Die Mieten auf Mallorca sind sehr hoch

Werner ist selbst aus gesundheitlichen Gründen bereits mit 52 Jahren in Rente gegangen. Nur auf der Couch liegen wollte er nicht. «Ich suchte eine neue Aufgabe», erzählt er und nahm Kontakt mit der deutschsprachigen evangelischen Gemeinde auf Mallorca auf. Dort gab es bereits das Projekt «Wandern mit Leib und Seele». «Einmal im Monat einen Ausflug machen - das reichte mir nicht», sagt Werner. Er suchte eine Herausforderung, stiftete eine sechsstellige Summe und gründete «Herztat». «Ich habe keine Kinder. Das wird mein Erbe sein.»

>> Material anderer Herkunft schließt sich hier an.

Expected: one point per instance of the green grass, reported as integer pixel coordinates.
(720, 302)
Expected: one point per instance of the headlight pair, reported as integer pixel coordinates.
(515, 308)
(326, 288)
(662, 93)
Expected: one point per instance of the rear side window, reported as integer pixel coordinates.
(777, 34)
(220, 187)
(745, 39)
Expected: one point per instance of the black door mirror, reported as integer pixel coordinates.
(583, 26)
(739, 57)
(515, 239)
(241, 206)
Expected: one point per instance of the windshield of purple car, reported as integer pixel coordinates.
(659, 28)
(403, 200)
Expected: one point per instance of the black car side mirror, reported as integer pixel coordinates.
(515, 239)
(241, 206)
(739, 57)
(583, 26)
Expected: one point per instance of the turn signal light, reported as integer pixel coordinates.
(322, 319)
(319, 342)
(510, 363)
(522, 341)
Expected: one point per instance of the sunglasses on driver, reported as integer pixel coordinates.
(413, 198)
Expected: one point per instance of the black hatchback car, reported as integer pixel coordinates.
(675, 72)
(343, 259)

Die Geschichte sei fast immer gleich, erzählt Werner: Ein älteres Ehepaar wandert kurz nach Rentenbeginn nach Mallorca aus. Sie brechen in Deutschland alle Zelte ab, kündigen Versicherungen und melden sich bei den Behörden ab. Auf eine Anmeldung in Spanien verzichten sie aber. Einerseits kostet das Geld, andererseits sprechen sie in der Regel kaum ein Wort Spanisch. «Je nach Alter betragen die Sozialabgaben an die 200 Euro im Monat. Die Rentner fühlen sich fit und denken, auch ohne Krankenversicherung über die Runden kommen zu können», erzählt der 62-Jährige. Ein oft folgenschwerer Fehler.

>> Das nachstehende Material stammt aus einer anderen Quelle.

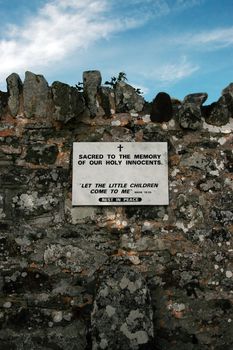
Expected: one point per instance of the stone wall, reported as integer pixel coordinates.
(153, 277)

Denn mit zunehmendem Alter stellen sich dann bei den meisten doch immer mehr Gebrechen ein. Die Senioren erkranken und die Behandlungskosten verschlingen die wenigen Ersparnisse. Verstirbt schließlich einer der Eheleute, ist der Super-Gau da. «Eine Rente fällt weg. Die Mietkosten bleiben aber in gleicher Höhe bestehen», sagt Werner. Auf Mallorca ist die Wohnungsnot groß. «Viele Deutsche haben den Trugschluss, dass das Leben auf der Insel günstiger sei. Die Mieten sind aber höher als in den meisten deutschen Gebieten. Eine Einzimmerwohnung unter 900 Euro findet man auf Mallorca nicht.»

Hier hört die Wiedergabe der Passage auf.